Só por uma noite, desejei poder voltar a ser a babaca patologicamente egoísta que eu era. Nem mesmo beber drinques de virada conseguia apagar a Ellie dois-ponto-zero. Jojo estava feliz, bêbada e tonta, mas a culpa e a dor por Tyler me consumiam. Expirei, e minhas costas atingiram a madeira dura da cadeira enquanto eu me perguntava se uma companhia mais experiente poderia ter me ajudado a me perder. Eu precisava de alguém extremamente manipulador, sem coração e cruel; alguém como eu.

— Você é péssimo no flerte — falei, vazia.

Liam pareceu surpreso com meu recuo, depois fechou um olho e franziu o nariz, quase como se estivesse com dor.

— Eu realmente estraguei essa porra, não foi? Esquece que eu disse isso. Me deixa ajudar. Vou comprar outro drinque pra você.

— Eu aceito.

A porta se abriu, e Tyler entrou sozinho, enfiando as mãos nos bolsos e olhando ao redor. Quando seu olhar recaiu sobre mim, ele se deteve. Minha respiração ficou presa, e meu coração martelou nas costelas. Era tudo que eu podia fazer para não sair da cadeira, correr pelo salão e agarrá-lo.
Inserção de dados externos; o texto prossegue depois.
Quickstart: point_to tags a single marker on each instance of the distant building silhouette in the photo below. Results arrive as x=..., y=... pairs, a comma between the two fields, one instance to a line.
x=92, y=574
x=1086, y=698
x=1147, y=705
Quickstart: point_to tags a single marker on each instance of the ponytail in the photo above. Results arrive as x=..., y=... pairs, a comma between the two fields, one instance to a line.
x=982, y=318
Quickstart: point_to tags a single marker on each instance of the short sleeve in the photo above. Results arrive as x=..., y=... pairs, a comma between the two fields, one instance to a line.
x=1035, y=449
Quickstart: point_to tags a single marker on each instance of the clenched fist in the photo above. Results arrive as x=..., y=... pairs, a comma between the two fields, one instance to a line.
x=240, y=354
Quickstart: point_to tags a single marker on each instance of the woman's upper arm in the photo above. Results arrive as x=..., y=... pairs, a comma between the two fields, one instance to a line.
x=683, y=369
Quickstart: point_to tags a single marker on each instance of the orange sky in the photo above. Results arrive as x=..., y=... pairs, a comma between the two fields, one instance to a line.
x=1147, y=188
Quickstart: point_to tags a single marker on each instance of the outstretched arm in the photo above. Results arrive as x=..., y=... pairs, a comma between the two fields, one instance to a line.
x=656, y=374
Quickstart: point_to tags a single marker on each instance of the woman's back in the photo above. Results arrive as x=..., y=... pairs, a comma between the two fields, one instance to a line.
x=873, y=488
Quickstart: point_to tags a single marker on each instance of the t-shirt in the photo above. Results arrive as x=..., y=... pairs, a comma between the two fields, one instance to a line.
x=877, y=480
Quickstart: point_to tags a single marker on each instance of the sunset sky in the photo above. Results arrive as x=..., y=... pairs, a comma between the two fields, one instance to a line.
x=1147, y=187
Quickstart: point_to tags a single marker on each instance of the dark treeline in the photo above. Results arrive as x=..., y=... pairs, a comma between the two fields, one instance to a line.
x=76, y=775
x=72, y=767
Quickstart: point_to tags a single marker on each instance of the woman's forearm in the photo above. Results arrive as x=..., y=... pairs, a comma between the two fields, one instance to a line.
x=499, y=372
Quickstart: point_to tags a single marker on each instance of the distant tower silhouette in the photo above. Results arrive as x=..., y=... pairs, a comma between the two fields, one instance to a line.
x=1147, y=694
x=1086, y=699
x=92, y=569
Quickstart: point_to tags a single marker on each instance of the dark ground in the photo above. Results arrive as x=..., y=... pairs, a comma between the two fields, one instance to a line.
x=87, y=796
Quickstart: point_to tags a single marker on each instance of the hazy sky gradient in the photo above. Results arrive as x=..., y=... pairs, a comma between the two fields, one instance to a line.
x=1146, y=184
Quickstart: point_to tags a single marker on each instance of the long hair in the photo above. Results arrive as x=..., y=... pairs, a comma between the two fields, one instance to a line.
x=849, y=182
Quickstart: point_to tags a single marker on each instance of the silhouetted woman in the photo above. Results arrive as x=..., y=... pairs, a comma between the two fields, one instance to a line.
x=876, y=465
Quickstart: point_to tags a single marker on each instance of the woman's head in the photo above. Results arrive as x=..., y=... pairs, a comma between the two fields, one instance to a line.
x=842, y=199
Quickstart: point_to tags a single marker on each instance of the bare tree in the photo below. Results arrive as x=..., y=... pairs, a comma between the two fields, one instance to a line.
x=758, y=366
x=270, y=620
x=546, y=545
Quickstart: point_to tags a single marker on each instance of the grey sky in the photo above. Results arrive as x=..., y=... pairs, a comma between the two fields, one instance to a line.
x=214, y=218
Tyler seguiu casualmente até o bar para cumprimentar Annie e pegar uma cerveja antes de passar pelas mesas e parar ao lado do nosso reservado no canto. Cada passo que ele dava parecia uma eternidade, mas ele finalmente estava ali, parado a poucos centímetros de distância.

Ele olhou para Liam antes de sorrir para mim.

— Oi.

— Oi — respondi, nervosa e envergonhada, sabendo que parecíamos ridículos diante da equipe.

Tyler pegou uma cadeira e sentou ao lado de Jubal, que lhe deu alguns tapinhas encorajadores nas costas.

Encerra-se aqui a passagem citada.